Valuations are also a problem (both P/E and Tobin Q-ratios) with investors currently on the wrong side of the equation.
For those long energy-related equities, this is likely a good time to take in profits and rebalance exposure during short-term corrections.
However, the bigger picture is that while long-exposure remains recommended currently, it is also critically important not become overly complacent. Just because the lights are still on and the music “still a pumpin’”, smarter investors tend to quietly exit before the cops show up.
Just don’t forget to turn off the lights if you are the last to leave.
Market & Sector Analysis
Data Analysis Of The Market & Sectors For Traders
S&P 500 Tear Sheet
Thank you for your recent suggestions, while not all requests are possible to fulfill due to data limitations, I do appreciate the input. We are working on adding some momentum indicators to the tear sheet. If you have any suggestions or additions you would like to see, send me an email.
While the markets seemed to rally broadly last week, such was really not the case when we looking at individual areas. Financials continued to lead the charge the last week, and are extremely overbought. Profit taking is highly recommended. Small and Mid-cap stocks, Energy (on oil cut deal from OPEC) and Industrials outperformed the index as well. The problem, as stated above, is that a stronger dollar and higher interest rates will likely hamper this optimism sooner rather than later. This is particularly the case with Small and Mid-Cap companies that are the most susceptible to monetary tightening.
(Note: I have changed the sector and major market analysis charts to a 50/200 DMA crossover signal and embedded an overbought/sold indicator.)
The table below shows thoughts on specific actions related to the current market environment. (These are not recommendations, just ideas related to market extremes and contrarian positioning within portfolios. Use at your own risk and peril.)
The table below shows the relative performance of each sector as compared to the S&P 500 over a 1, 4, 12, 24 and 52-week basis. Historically speaking, sectors that are leading the markets higher continue to do so in the short-term and vice-versa. The relative improvement or weakness of each sector relative to index over time can show where money is flowing into and out of. Normally, these performance changes signal a change that lasts several weeks.
(Note: The buy/sell signal at the far right is a binary result based on the crossover of the short and long-term moving averages and is not a specific recommendation.)
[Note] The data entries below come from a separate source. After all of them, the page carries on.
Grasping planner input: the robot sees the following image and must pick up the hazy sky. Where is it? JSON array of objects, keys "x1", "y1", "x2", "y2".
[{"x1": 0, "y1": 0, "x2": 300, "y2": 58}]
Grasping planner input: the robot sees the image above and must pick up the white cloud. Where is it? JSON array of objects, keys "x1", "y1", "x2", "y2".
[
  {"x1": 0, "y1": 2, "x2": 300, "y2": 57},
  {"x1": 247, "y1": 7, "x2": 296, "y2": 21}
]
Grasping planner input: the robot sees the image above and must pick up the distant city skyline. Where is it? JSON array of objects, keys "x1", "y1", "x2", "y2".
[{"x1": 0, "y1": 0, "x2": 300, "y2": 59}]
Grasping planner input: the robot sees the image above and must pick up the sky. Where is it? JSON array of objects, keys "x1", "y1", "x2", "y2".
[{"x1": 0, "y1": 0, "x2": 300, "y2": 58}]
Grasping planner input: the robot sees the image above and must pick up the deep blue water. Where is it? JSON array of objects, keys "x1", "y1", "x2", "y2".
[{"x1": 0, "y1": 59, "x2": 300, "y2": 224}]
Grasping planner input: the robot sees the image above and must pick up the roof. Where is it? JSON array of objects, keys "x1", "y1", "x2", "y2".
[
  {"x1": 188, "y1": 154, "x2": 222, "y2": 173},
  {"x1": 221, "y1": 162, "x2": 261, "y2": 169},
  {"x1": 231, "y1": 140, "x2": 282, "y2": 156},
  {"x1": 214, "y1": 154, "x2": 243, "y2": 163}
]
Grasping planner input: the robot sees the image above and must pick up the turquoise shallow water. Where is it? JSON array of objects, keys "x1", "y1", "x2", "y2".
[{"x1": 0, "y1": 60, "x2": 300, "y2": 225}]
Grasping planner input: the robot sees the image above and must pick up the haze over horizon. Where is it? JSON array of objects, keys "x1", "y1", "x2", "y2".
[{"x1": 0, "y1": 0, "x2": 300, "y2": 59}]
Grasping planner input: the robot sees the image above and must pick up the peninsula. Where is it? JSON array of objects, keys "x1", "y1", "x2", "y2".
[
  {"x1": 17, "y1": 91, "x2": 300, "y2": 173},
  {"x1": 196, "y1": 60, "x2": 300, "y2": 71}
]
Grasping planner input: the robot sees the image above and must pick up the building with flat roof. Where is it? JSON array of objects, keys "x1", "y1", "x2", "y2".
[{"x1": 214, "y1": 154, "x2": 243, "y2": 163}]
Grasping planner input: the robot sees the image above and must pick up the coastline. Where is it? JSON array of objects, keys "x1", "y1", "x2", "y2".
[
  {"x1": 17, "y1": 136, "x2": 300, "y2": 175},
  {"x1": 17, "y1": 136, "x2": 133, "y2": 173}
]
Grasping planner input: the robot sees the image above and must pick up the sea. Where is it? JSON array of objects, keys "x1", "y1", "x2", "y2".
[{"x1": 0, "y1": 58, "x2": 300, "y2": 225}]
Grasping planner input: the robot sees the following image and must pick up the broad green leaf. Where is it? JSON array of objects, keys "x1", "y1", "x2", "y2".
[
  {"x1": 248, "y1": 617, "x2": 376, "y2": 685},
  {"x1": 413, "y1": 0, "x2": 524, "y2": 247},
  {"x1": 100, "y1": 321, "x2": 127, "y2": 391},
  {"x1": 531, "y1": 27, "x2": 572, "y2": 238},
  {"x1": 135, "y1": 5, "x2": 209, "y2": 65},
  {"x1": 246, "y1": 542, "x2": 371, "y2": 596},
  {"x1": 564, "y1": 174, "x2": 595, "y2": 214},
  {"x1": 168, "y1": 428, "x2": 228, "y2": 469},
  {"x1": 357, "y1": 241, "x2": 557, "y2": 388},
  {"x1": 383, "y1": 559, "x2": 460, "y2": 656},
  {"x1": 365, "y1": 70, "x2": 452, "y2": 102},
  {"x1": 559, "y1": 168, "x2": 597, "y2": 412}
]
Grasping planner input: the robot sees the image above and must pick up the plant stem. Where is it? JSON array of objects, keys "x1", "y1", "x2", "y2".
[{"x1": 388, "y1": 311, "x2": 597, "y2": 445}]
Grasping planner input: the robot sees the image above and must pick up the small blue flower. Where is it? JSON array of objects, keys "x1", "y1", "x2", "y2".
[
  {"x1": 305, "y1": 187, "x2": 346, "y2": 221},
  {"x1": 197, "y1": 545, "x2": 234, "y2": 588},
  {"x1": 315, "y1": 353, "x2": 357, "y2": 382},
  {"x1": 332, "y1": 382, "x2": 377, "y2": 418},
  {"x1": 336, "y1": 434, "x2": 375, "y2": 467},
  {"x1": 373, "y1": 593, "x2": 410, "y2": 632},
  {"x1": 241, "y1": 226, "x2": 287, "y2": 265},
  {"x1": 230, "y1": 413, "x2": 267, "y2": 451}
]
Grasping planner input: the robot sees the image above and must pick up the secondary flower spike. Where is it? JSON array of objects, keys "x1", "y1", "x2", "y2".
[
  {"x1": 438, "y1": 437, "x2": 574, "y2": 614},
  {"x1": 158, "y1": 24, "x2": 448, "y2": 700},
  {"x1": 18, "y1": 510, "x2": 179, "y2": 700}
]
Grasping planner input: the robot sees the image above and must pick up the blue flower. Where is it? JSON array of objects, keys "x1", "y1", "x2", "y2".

The numbers of sectors on SELL signals is INCREASING despite the market melt-up suggesting a much narrower overall advance than major indices would suggest. This is typical of a late-stage melt-up rally so caution is advised.
Utilities, REIT’s, Staples, Bonds, Gold, and Healthcare have remained under pressure this past week. While Basic Materials, Financials, Industrials and Energy are beginning to push extremes.
Importantly, notice the cluster of assets that are grossly underperforming the S&P 500 currently. THIS DOES NOT LAST LONG and tends to historically lead to rather swift reversions in the trade. Everything is currently pointing to this being the case so profit taking and rebalancing is strongly advised.
THE REAL 401k PLAN MANAGER
The Real 401k Plan Manager – A Conservative Strategy For Long-Term Investors
There are 4-steps to allocation changes based on 25% reduction increments. As noted in the chart above a 100% allocation level is equal to 60% stocks. I never advocate being 100% out of the market as it is far too difficult to reverse course when the market changes from a negative to a positive trend. Emotions keep us from taking the correct action.
From last week:
“As discussed over the last couple of weeks, the markets not only reversed the breakdown, and rallied to new highs, as expected previously, investor confidence has exploded since the election.
That’s the good news.
However, this rally is likely done for the moment and we need to wait for a bit of rebalancing before increasing target exposures heading into the new year.”
I was clearly wrong on the second point as the market continued to rally this past week, but, as discussed in the main body of this week’s newsletter, it is a narrow advance and reminiscent of previous market melt-ups.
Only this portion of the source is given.